Küme içindeki firmalar, ölçeklerine bağlı olarak farklı görevler üstlenmektedir. Büyük firmalar, kümelerin gelişiminde katalizör rolü üstlenmektedir. Çok sayıda deneyimli yönetici ve çalışana sahip olmaları nedeniyle büyük firmalar, KOBİ’lerin gelişmesi için uygun ortamlar oluşturmakta, bilginin ve teknolojinin transferinde liderlik yapmakta ve maliyetlerin azaltılmasında etkili olmaktadırlar (Khalfan ve ark. 2009).

1.4.1.2. Ağlara ilişkin kuramsal yaklaşımlar

Ağlar, fiziksel bağlantılar şeklinde olabildiği gibi ekonomik, sosyal veya politik konular gibi her türlü eylemi kapsayacak şekilde de olabilmektedir (Varol 2006). Ağ kavramına ilişkin kuramsal yaklaşımlar, fiziksel yaklaşımlar, sosyolojik yaklaşımlar ve ekonomik yaklaşımlar olmak üzere üç grupta ele alınmaktadır.

Fiziksel yaklaşımlar: Ağ kavramı, ilk olarak 18 yüzyılda tıp bilimlerinde fizyolojik sistemleri açıklamak üzere kullanılmıştır (Cova ve ark. 1998). 19. yüzyılda teknik ve ekonomik analizler için kullanılan ağlar, haberleşme ve ulaşım sistemlerinin işletilmesinde önemli birer araç konumdadırlar. Bu yaklaşımların herbirinde bağlantılı fiziksel altyapı örüntüleri ve kontrol edilebilir ve aynı zamanda ölçülebilir doğrusal ilişkiler söz konusudur (Dematteis 1992). Günümüzde ise haberleşme ve bilgi akışının sağlanmasında, bu tür teknolojik altyapı ağlarından yararlanılmaktadır.

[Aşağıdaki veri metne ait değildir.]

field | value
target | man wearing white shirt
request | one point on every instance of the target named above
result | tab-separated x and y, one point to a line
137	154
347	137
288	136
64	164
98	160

Sosyolojik yaklaşımlar: Ağlar ve ağların çözümlenmesi konusunda sosyoloji ve antropoloji alanında yapılan araştırmalar en önemli katkıyı sağlamıştır. Sosyal ağ kuramının kökeni bu çalışmalara dayanmaktadır. Sosyal ağ, geniş bir sosyal yapı içindeki aktörler arasındaki ilişkilere dayanmaktadır. Scott (1991) ağlar konusundaki yaklaşımları üçe ayırmaktadır. Birinci grupta; sosyometrik analiz çalışmaları yer almaktadır. (Sosyometri; grup içindeki bireylerin birbiriyle olan sosyal mesafelerini belirlemeye ve grubun üyeleri arasındaki etkileşim örüntüsünü saptamaya yarayan bir tekniktir.) İkinci grupta; kişiler arasındaki ilişkileri ve küçük grupların oluşumunu inceleyen çalışmalar yer almaktadır. Üçüncü grupta; topluluk ilişkilerini keşfetmede kullanılan yaklaşımlar yer almaktadır. Bu yaklaşımda, sosyal ağlar, karmaşık toplulukları anlamak üzere önemli bir araç haline dönüşmüşlerdir.

Ekonomik yaklaşımlar: Ekonomi ve işletmelere ilişkin ağlar, iki temel üzerine kurulmuşlardır. İlk grupta, sanayi birimleri asındaki ilişkilere odaklanan ağlar yer almaktadır. Bu ağlar, üretim, dağıtım ile mal ve hizmetlerin kullanılmasında firmalararası ilişkileri kapsamaktadır. İkinci grup ağlar ise sanayi ağları dışındaki örgütlenmeleri kapsamaktadır (Varol 2006).

1.4.1.3. Ağlara ilişkin temel ölçütler

Ağlara ilişkin çok sayıda ölçüt bulunmaktadır. Bunlar arasında en temel olanlara aşağıda değinilmektedir.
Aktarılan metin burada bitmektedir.